By Llysa Allman-Baldwin | 7/2/2013, 10:02 a.m. | Updated on 7/2/2013, 10:02 a.m.

It’s hotter than July! That means the events, exhibits and more happening all around the country and beyond are turning up the heat as well. Here are just a few to get your hot summer on the move.


Through 2014

The Star-Spangled 200 (Chesapeake Region, Md.)

Taking place throughout this summer and into 2014 in Maryland is the Star-Spangled 200 Chesapeake Campaign, a national bicentennial in Maryland commemorating the writing of “The Star-Spangled Banner” and the War of 1812. The celebration started in June 2012 with a “Star-Spangled Sailabration” in Baltimore’s Inner Harbor and the Chesapeake Bay. Upcoming events take place along the Star-Spangled Banner National Historic Trail, encompassing over 560 miles of land and water routes in Maryland, Virginia and the District of Columbia that follow the movements of the British and American troops at that time. These include “Honoring our 1812 Heroes” in Grasonville, Md. (Aug. 3-4); “Attack on St.
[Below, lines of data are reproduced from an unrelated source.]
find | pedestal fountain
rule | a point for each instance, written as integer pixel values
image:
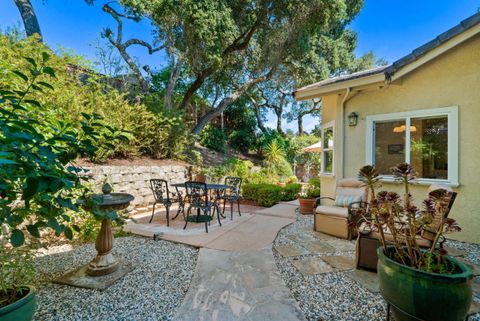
(104, 269)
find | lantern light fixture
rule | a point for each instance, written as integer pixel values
(353, 119)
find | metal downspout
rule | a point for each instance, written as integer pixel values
(342, 131)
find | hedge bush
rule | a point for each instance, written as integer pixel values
(268, 194)
(291, 191)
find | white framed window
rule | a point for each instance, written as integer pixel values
(427, 139)
(328, 134)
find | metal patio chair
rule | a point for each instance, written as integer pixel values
(232, 194)
(197, 197)
(163, 196)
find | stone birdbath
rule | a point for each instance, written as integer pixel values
(104, 269)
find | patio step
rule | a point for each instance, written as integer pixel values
(230, 285)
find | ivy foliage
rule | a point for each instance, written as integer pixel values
(39, 182)
(77, 91)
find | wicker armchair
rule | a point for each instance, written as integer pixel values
(368, 241)
(337, 219)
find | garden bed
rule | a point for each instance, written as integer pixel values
(332, 294)
(154, 290)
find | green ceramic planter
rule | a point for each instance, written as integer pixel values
(22, 310)
(427, 296)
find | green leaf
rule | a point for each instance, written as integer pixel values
(45, 56)
(69, 233)
(49, 71)
(31, 61)
(17, 239)
(4, 161)
(20, 74)
(30, 188)
(45, 84)
(33, 102)
(33, 230)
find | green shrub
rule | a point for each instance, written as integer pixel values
(238, 168)
(241, 140)
(249, 191)
(156, 134)
(291, 191)
(315, 182)
(213, 137)
(268, 195)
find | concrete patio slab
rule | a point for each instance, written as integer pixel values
(255, 233)
(238, 286)
(365, 279)
(294, 203)
(341, 245)
(311, 265)
(281, 210)
(340, 262)
(290, 250)
(318, 247)
(454, 251)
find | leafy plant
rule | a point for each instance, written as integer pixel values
(312, 190)
(16, 270)
(291, 191)
(388, 211)
(214, 137)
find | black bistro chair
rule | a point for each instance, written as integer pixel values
(163, 196)
(232, 194)
(197, 197)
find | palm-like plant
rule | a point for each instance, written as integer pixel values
(274, 152)
(387, 211)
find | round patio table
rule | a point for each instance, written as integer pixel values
(215, 188)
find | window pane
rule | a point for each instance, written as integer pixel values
(429, 147)
(328, 137)
(328, 159)
(389, 145)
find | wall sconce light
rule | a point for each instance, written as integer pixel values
(352, 119)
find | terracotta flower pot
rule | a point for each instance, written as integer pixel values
(21, 310)
(306, 205)
(423, 295)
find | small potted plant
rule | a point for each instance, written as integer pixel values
(17, 298)
(308, 195)
(424, 283)
(200, 175)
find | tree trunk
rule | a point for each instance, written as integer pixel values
(29, 18)
(172, 81)
(225, 102)
(279, 112)
(203, 121)
(300, 125)
(194, 87)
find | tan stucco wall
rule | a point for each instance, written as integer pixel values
(452, 79)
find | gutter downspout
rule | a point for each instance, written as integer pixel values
(342, 131)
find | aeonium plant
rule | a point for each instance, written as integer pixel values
(388, 212)
(310, 192)
(39, 182)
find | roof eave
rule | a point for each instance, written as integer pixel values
(338, 87)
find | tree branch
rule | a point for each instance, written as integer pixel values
(225, 102)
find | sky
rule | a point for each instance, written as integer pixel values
(389, 28)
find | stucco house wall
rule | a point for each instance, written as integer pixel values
(452, 79)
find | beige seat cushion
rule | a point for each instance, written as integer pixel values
(332, 211)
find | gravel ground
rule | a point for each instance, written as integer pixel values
(153, 291)
(334, 296)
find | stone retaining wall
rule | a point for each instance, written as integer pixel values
(135, 179)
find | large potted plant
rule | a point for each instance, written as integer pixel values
(308, 195)
(39, 184)
(420, 284)
(17, 298)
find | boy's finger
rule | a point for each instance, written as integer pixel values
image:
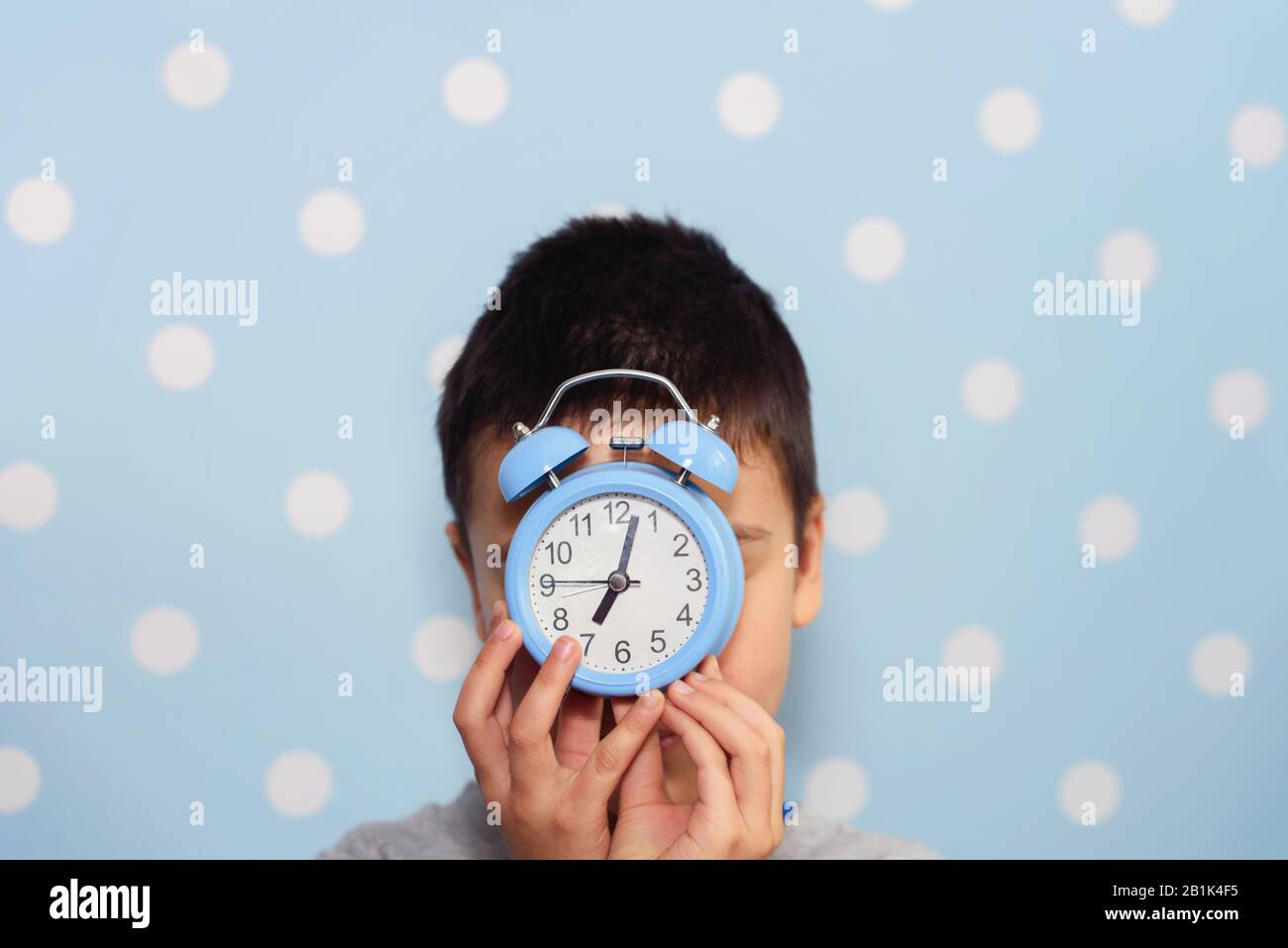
(750, 710)
(715, 786)
(475, 714)
(750, 762)
(643, 781)
(614, 754)
(580, 721)
(532, 751)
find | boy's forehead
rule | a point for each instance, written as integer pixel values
(758, 506)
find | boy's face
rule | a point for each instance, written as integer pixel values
(778, 595)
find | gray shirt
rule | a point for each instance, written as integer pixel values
(460, 830)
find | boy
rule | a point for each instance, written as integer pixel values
(696, 772)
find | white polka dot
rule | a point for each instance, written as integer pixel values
(973, 647)
(443, 648)
(1112, 526)
(1215, 659)
(317, 504)
(875, 249)
(297, 784)
(1239, 391)
(180, 357)
(991, 390)
(855, 520)
(442, 360)
(747, 104)
(1145, 13)
(39, 211)
(163, 640)
(29, 496)
(1256, 136)
(1128, 256)
(331, 223)
(20, 780)
(1010, 120)
(836, 790)
(1094, 782)
(609, 210)
(196, 80)
(476, 91)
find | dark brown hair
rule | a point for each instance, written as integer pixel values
(630, 292)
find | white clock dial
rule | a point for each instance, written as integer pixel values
(630, 618)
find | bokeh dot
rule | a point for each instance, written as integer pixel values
(196, 80)
(1112, 526)
(1128, 256)
(855, 520)
(476, 91)
(39, 211)
(1239, 391)
(1010, 120)
(973, 647)
(20, 780)
(331, 223)
(442, 360)
(180, 357)
(1145, 13)
(29, 496)
(1215, 659)
(317, 504)
(747, 104)
(875, 249)
(1090, 781)
(297, 784)
(991, 390)
(836, 790)
(443, 647)
(163, 640)
(1256, 136)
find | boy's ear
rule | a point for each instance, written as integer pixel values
(462, 550)
(807, 594)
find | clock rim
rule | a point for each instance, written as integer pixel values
(698, 511)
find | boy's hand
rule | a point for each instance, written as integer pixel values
(553, 794)
(738, 750)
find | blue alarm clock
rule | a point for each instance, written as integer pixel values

Michaels” throughout Talbot County, Md. (Aug. 10-11); “Caulk’s Field Remembered at the Inn at Mitchell House” in Fairlee, Vt. (Aug. 30-Sept. 1); and “Battle of North Point” in Dundalk, Md. (Sept. 7-8), among others.


Through Oct. 20

“Things That Cannot Be Seen Any Other Way: The Art of Manuel Mendive” (Los Angeles)

Regarded as one of the foremost contemporary artists in Cuba and the Caribbean, Manuel Mendive “began his career in the early 1960s during a period when dominant Cuban abstract expressionism was waning, which paved new ground by moving beyond the reliance on mainstream Western art forms such as cubism and surrealism.”

Now through Oct. 20, the California African American Museum will present the exhibition, “Things That Cannot Be Seen Any Other Way: The Art of Manuel Mendive.” The exhibition—highlighted by drawings, paintings, sculptures and performances from the early 1960s to the present, giving special focus to discrete themes common across his work, including religion, nationalism and memory—features the 50-year career of this prominent Afro-Cuban artist, and is the first of its kind in the U.S. to focus exclusively on the contemporary visual and material culture of the Afro-Cuban religion, Santería.

Other events associated with the exhibition include:

“The Art of Manuel Mendive,” a discussion of his work in the context of the exhibition on May 19.

“Painting the Orishas,” a workshop on Afro-Cuban religion on June 15.

During “Afro-Cuban Beats,” museum visitors are invited to participate with their own drums, listen to the lecture or simply watch the performance on July 27.

“Black and Cuba,” a documentary following minority students who traveled from the Ivy League halls of Harvard University to Cuba will be screened on Oct. 19.

Through Nov. 10

“American People, Black Light: Faith Ringgold’s Paintings of the 1960s” (Washington, D.C.)

Held at the National Museum of Women in the Arts, the exhibit—hailed as “an unprecedented artistic exploration of the intersections of race, gender and class made in direct response to social upheaval of the times”—encompasses some 45 works from artist Faith Ringgold’s landmark series “American People” (1963–67) and “Black Light” (1967–71), along with related murals and political posters. Together, they represent the first comprehensive survey of her politically charged paintings of the 1960s, which explores the emotional and often controversial issues at the forefront of the artist’s experience of racial inequality in our country at this historic and tumultuous time.